Bebela Ramos de Siqueira, do Movimento Popular da Mulher, sustenta que Feliciano está crescendo politicamente, mas com restrições. “Ele tem posições profundamente preconceituosas. É sempre positivo quando você levanta uma crítica a um pensamento que é conservador, atrasado. Então, acho que ele está nos ajudando também”, argumenta. Para Eliana dos Santos, o pastor está sendo incompreendido. Ela alega que as críticas se referem, principalmente, à declarações dadas por ele antes de presidir a CDHM. “Isso não é justo”, protesta.

Homossexualismo


O pastor Toniel Pires também sustenta que os evangélicos não são hostis aos homossexuais , masl admite que para ser tornar membro, a pessoa deverá mudar. “Se ele passar a frequentar os cultos e para se tornar um membro da comunidade, ele terá que seguir os ensinamentos das escrituras e da igreja e abrir mão das suas práticas homossexuais”, avisa. Frequentadora da Igreja Deus é Amor, Gisele Martins, de 20 anos, conta que já viu travestis frequentando vigílias, mas revela que a igreja dela repete a exigência feita na do pastor Toniel. “A bíblia condena relações entre pessoas do mesmo sexo, mas nós aceitamos os homossexuais. Se um homem quer viver com outro, tudo bem. Mas a palavra de Deus diz que isso é errado. Se ele quiser se converter terá que deixar de ter relações homossexuais.”

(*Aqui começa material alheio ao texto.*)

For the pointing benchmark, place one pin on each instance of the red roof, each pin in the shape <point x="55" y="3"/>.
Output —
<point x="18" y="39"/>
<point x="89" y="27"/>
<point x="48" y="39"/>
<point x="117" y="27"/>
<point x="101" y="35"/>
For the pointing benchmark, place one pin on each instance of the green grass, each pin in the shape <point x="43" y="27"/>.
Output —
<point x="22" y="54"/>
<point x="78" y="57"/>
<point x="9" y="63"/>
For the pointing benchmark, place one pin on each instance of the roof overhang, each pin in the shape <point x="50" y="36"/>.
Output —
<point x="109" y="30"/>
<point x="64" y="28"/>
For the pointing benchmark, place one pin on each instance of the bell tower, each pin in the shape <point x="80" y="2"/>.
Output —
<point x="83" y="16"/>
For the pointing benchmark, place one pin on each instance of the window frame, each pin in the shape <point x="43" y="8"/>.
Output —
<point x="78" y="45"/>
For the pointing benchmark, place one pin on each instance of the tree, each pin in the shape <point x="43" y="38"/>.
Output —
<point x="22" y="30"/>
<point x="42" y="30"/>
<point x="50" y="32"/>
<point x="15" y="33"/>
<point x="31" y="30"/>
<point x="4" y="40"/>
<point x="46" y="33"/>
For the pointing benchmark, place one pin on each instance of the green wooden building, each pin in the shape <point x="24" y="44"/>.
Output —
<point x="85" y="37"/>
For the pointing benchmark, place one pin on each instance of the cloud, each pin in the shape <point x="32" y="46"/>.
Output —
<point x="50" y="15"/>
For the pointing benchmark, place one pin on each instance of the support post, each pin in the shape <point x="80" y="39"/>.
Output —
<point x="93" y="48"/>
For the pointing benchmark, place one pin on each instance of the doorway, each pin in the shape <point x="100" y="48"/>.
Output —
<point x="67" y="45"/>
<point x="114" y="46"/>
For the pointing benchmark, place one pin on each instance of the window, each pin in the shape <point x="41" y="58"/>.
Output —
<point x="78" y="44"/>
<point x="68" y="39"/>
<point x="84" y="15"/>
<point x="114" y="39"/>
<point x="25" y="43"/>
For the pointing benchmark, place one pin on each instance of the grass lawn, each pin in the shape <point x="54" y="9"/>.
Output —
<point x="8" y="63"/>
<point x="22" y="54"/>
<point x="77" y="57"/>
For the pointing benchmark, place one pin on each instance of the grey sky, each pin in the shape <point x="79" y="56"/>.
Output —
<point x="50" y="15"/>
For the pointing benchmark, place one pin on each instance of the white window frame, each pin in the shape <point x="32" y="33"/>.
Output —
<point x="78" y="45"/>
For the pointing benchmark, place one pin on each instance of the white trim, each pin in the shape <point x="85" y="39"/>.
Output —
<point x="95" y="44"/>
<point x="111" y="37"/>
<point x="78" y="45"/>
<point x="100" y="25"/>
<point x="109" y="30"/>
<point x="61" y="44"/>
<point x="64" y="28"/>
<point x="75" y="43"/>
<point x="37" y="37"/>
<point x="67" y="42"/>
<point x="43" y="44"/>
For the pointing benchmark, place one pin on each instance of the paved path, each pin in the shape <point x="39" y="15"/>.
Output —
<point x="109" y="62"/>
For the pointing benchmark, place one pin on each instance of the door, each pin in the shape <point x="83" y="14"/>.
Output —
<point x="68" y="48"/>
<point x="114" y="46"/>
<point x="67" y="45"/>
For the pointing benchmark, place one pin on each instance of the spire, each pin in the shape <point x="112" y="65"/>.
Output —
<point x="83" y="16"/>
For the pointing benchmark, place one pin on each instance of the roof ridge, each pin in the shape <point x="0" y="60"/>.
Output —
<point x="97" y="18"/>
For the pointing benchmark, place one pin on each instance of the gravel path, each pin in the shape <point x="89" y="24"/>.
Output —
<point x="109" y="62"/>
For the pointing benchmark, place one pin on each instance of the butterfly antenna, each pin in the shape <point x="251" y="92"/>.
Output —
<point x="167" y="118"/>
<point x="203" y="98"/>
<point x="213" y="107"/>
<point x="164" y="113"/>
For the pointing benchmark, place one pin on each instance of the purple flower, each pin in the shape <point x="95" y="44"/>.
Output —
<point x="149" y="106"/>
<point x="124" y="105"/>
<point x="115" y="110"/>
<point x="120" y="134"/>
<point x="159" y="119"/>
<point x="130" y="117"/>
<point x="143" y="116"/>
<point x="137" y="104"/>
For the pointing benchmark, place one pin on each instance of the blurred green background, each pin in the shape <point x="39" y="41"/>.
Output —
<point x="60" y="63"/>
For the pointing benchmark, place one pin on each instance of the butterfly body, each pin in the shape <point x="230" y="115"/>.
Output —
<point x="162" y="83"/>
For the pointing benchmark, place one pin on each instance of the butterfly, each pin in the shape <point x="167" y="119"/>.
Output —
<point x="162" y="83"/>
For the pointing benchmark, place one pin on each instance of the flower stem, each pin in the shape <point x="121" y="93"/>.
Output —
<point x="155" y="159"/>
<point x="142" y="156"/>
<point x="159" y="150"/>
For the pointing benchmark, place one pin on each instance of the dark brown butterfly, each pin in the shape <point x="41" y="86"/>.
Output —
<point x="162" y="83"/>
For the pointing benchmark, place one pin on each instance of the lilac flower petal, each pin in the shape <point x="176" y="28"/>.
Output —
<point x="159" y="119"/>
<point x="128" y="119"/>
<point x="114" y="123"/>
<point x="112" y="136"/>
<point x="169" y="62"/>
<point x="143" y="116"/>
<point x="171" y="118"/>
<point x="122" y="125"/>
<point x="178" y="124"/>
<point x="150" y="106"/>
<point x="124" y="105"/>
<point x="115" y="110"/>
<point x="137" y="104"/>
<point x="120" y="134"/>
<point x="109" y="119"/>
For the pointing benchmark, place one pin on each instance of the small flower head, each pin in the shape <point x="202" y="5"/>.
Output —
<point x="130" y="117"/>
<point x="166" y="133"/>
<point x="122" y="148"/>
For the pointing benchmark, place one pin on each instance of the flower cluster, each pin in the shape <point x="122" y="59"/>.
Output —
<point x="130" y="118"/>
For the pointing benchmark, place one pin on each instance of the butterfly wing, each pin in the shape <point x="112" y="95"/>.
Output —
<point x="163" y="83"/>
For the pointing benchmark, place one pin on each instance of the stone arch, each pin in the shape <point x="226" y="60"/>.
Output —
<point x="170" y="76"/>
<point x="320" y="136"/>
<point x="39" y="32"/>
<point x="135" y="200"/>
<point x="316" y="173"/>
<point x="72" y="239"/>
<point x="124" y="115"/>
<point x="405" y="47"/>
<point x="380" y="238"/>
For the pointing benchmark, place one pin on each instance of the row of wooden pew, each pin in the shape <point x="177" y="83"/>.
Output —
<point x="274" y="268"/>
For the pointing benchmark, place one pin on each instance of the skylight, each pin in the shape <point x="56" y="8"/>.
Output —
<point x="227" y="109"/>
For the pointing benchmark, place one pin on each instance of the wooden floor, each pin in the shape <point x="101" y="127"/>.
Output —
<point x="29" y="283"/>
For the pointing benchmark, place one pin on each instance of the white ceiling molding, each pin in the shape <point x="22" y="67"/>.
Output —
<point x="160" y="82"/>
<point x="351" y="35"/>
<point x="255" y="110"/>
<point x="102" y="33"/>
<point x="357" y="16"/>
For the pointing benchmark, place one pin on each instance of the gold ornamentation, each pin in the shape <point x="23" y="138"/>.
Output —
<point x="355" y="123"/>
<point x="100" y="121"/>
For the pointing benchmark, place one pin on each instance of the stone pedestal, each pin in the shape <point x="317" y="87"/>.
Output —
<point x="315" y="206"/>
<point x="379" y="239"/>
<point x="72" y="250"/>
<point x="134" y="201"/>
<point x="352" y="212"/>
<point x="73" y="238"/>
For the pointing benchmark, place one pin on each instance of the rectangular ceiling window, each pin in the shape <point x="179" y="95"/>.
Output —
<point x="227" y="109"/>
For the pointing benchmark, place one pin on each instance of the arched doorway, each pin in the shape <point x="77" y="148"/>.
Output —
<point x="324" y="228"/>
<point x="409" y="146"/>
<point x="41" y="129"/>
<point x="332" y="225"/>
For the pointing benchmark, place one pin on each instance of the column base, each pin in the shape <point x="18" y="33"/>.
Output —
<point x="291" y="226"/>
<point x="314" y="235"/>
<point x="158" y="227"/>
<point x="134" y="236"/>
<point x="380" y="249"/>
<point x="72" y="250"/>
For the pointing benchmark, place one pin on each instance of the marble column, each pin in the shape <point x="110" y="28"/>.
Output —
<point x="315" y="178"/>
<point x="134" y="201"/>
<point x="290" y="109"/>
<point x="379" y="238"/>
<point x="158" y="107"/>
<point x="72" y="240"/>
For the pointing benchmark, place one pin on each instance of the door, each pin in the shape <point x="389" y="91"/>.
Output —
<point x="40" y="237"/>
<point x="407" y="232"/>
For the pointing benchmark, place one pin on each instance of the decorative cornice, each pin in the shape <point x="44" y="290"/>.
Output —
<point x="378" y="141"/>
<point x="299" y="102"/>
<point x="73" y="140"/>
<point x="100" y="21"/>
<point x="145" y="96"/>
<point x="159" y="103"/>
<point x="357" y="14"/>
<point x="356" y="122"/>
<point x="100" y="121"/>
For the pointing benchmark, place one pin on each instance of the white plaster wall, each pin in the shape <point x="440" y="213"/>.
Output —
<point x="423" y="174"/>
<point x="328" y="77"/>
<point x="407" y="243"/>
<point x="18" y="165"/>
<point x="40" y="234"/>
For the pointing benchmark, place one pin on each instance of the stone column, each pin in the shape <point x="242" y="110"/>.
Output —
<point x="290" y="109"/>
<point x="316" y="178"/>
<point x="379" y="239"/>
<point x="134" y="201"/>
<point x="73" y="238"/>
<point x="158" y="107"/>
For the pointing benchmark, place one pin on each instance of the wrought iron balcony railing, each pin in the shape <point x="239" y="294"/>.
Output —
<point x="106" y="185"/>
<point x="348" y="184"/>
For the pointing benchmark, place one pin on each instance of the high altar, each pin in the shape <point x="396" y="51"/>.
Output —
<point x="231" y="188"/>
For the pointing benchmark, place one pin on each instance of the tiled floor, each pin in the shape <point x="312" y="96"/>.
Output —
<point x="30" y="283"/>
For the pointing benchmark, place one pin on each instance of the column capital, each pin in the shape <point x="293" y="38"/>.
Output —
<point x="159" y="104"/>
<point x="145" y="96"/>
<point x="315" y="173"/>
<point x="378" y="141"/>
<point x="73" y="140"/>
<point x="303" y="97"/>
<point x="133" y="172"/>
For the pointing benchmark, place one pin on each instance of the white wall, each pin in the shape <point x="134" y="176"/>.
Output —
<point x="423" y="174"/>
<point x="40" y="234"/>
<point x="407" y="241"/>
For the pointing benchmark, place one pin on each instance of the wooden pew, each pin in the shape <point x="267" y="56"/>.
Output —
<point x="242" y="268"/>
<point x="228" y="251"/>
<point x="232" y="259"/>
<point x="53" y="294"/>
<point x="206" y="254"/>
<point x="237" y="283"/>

Na segunda-feira, a Procuradoria Geral da República enviou ofício ao Supremo Tribunal Federal (STF) pedindo que a corte aceite a denúncia apresentada pelo procurador-geral, Roberto Gurgel, em janeiro contra Merco Feliciano. Ele considerou homofóbica a frase postada na internet pelo pastor: “A podridão dos sentimentos dos homoafetivos levam ao ódio, ao crime, à rejeição”.



Câmara é front na batalha da intolerância
Grupos se enfrentam todas as quartas-feiras nas sessões da Comissão de Direitos Humanos 



Adriana Caitano

Brasília – Desde o início de março, quando Marco Feliciano (PSC-SP) foi escolhido por seu partido para comandar a Comissão de Direitos Humanos e Minorias (CDHM) da Câmara dos Deputados, as quartas-feiras têm sido dias de tensão, correria e muito barulho na Casa. Quando o colegiado vai se reunir, os corredores do Parlamento transformam-se em território de embates entre manifestantes que participam de protestos contra e a favor do pastor. De um lado estão estudantes, homossexuais, negros e até funcionários públicos que querem a derrubada de Feliciano. De outro, evangélicos que se organizam em caravanas para defendê-lo com a Bíblia nas mãos.

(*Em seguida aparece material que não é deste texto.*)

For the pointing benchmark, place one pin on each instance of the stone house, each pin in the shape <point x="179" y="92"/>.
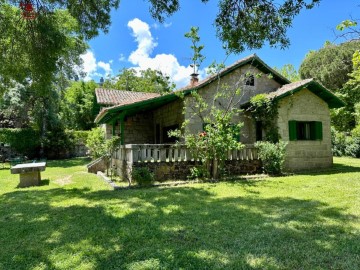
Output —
<point x="303" y="112"/>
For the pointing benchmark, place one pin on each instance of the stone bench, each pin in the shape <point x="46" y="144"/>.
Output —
<point x="29" y="173"/>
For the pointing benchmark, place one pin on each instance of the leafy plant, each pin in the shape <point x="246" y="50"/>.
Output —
<point x="96" y="143"/>
<point x="142" y="176"/>
<point x="272" y="156"/>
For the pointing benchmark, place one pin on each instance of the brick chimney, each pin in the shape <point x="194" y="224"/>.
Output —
<point x="194" y="79"/>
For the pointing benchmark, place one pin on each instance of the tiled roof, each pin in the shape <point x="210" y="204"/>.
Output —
<point x="118" y="97"/>
<point x="289" y="87"/>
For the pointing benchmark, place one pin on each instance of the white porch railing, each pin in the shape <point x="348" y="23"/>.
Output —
<point x="171" y="153"/>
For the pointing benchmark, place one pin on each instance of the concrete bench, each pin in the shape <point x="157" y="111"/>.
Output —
<point x="29" y="173"/>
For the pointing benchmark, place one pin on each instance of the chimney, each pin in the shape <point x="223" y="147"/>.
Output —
<point x="194" y="79"/>
<point x="101" y="81"/>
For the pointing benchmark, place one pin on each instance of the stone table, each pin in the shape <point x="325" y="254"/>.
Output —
<point x="29" y="173"/>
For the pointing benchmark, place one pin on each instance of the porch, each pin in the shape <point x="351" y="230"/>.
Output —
<point x="169" y="161"/>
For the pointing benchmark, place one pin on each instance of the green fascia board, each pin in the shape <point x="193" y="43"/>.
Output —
<point x="331" y="99"/>
<point x="133" y="108"/>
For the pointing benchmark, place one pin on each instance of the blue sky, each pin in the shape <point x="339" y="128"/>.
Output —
<point x="136" y="40"/>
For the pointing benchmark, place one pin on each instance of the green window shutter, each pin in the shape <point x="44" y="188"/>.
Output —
<point x="313" y="130"/>
<point x="318" y="130"/>
<point x="292" y="130"/>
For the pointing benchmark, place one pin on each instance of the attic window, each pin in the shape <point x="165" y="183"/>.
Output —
<point x="250" y="80"/>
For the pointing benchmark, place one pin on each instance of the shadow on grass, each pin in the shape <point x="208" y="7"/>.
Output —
<point x="175" y="228"/>
<point x="336" y="168"/>
<point x="67" y="163"/>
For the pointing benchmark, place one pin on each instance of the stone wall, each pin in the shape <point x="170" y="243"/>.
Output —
<point x="231" y="81"/>
<point x="164" y="171"/>
<point x="303" y="155"/>
<point x="168" y="115"/>
<point x="139" y="129"/>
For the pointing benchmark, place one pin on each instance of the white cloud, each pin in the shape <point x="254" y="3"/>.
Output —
<point x="122" y="58"/>
<point x="105" y="66"/>
<point x="91" y="66"/>
<point x="166" y="63"/>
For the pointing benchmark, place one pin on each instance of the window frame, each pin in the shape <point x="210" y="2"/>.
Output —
<point x="305" y="130"/>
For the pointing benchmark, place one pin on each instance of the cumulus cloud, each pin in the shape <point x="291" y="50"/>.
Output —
<point x="91" y="66"/>
<point x="167" y="63"/>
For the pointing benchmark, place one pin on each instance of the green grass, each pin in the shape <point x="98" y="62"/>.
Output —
<point x="74" y="221"/>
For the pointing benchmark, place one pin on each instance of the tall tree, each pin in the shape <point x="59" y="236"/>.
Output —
<point x="78" y="107"/>
<point x="289" y="72"/>
<point x="331" y="65"/>
<point x="242" y="24"/>
<point x="149" y="80"/>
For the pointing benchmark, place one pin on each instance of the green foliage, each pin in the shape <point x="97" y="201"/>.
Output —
<point x="346" y="24"/>
<point x="266" y="110"/>
<point x="289" y="72"/>
<point x="23" y="141"/>
<point x="345" y="145"/>
<point x="197" y="57"/>
<point x="331" y="65"/>
<point x="78" y="106"/>
<point x="345" y="119"/>
<point x="272" y="156"/>
<point x="246" y="24"/>
<point x="149" y="80"/>
<point x="96" y="143"/>
<point x="142" y="176"/>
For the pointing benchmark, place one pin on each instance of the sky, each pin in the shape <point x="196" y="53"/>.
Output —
<point x="136" y="40"/>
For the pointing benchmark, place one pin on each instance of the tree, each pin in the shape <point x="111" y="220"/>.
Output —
<point x="331" y="65"/>
<point x="242" y="24"/>
<point x="78" y="106"/>
<point x="220" y="134"/>
<point x="289" y="72"/>
<point x="345" y="119"/>
<point x="91" y="15"/>
<point x="39" y="54"/>
<point x="149" y="80"/>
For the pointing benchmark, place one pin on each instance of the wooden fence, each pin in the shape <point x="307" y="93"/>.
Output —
<point x="172" y="153"/>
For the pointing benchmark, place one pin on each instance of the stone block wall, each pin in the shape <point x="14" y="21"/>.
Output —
<point x="231" y="81"/>
<point x="139" y="129"/>
<point x="169" y="115"/>
<point x="304" y="155"/>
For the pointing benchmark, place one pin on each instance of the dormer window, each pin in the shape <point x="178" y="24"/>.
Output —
<point x="250" y="80"/>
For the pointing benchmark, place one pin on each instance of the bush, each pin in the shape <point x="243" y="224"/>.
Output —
<point x="142" y="176"/>
<point x="96" y="143"/>
<point x="346" y="145"/>
<point x="272" y="156"/>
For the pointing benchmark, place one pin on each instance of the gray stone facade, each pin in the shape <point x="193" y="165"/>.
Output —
<point x="305" y="154"/>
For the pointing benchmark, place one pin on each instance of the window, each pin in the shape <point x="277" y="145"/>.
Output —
<point x="235" y="129"/>
<point x="305" y="130"/>
<point x="166" y="137"/>
<point x="250" y="80"/>
<point x="259" y="129"/>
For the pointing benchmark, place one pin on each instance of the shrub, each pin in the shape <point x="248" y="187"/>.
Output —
<point x="96" y="143"/>
<point x="142" y="176"/>
<point x="272" y="156"/>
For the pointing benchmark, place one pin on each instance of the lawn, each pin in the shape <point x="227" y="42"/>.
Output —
<point x="75" y="221"/>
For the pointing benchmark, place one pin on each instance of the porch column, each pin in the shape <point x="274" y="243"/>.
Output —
<point x="122" y="128"/>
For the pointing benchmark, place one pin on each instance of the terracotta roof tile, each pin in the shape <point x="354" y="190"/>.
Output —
<point x="289" y="87"/>
<point x="118" y="97"/>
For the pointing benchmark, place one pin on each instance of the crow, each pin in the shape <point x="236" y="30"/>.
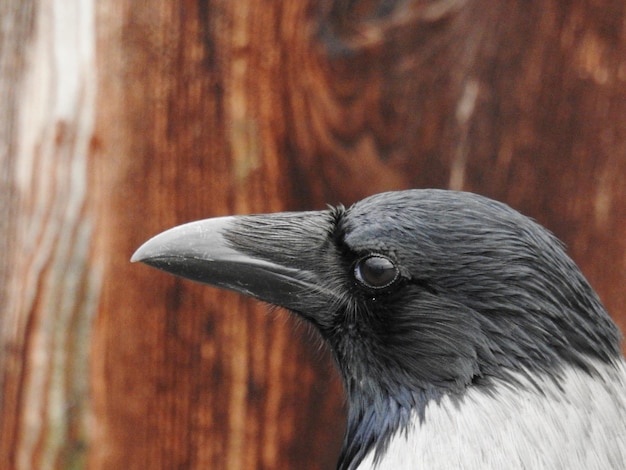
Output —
<point x="465" y="336"/>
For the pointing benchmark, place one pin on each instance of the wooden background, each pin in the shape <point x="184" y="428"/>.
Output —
<point x="119" y="119"/>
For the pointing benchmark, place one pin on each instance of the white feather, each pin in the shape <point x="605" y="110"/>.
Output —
<point x="581" y="425"/>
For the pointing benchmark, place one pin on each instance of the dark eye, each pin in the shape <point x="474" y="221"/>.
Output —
<point x="376" y="272"/>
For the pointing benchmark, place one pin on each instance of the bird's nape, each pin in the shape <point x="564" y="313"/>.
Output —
<point x="429" y="300"/>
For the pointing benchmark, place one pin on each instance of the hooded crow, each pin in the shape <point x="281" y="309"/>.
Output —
<point x="465" y="336"/>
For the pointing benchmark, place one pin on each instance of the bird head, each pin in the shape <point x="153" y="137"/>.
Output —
<point x="418" y="294"/>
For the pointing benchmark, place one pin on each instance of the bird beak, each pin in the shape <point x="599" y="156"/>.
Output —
<point x="253" y="259"/>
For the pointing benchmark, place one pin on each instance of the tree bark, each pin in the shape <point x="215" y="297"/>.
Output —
<point x="121" y="119"/>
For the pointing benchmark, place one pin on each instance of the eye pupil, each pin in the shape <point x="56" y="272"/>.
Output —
<point x="376" y="272"/>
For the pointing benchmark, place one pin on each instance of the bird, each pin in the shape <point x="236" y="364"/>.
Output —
<point x="465" y="336"/>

Quando a crise se instalou, somente alguns ativistas dos direitos humanos apareciam com cartazes e faixas pedindo a saída do presidente da CDHM. Aos poucos, os protestos começaram a ganhar corpo, com a indispensável ajuda das redes sociais. Representantes de grupos já organizados de religiões afrobrasileiras e movimentos LGBTT (gays, bissexuais, travestis, transexuais e transgêneros) reuniam-se na Câmara com estudantes da Universidade de Brasília (UnB) que estavam de férias. O encontro contínuo gerou a necessidade de criar grupos específicos para debater o tema. Surgiram, assim, os movimentos Não me Representa e Vou Tirar Você Desse Lugar, que se reúnem toda semana para organizar novas manifestações. Alguns, porém, não se encaixam em nenhum desses rótulos. “Defendo todas as minorias e não quero ver nesse posto alguém que diz tantas barbaridades”, comenta a psicóloga Melissa Viana, 32 anos, que é branca, heterossexual e não integra um movimento específico.

Até crianças

Nas últimas semanas, o plenário de reuniões da CDHM começou a ser tomado também por evangélicos que querem manter Feliciano no comando. Geralmente liderados por um pastor da Assembleia de Deus, eles chegam mais cedo, discretos e, de certa forma, ariscos, e ocupam os primeiros lugares da sala antes que a sessão seja fechada. Não gostam de dar entrevistas ou divulgar o próprio nome. À medida que também se viram barrados nas sessões, foram obrigados a dividir o corredor com os demais ativistas. Aumentaram em número e levaram até crianças para os protestos. Reagiram às provocações também aos gritos, com frases quase sempre destacando a palavra “família”. Um deles chegou a ser detido ao chutar o grupo adversário.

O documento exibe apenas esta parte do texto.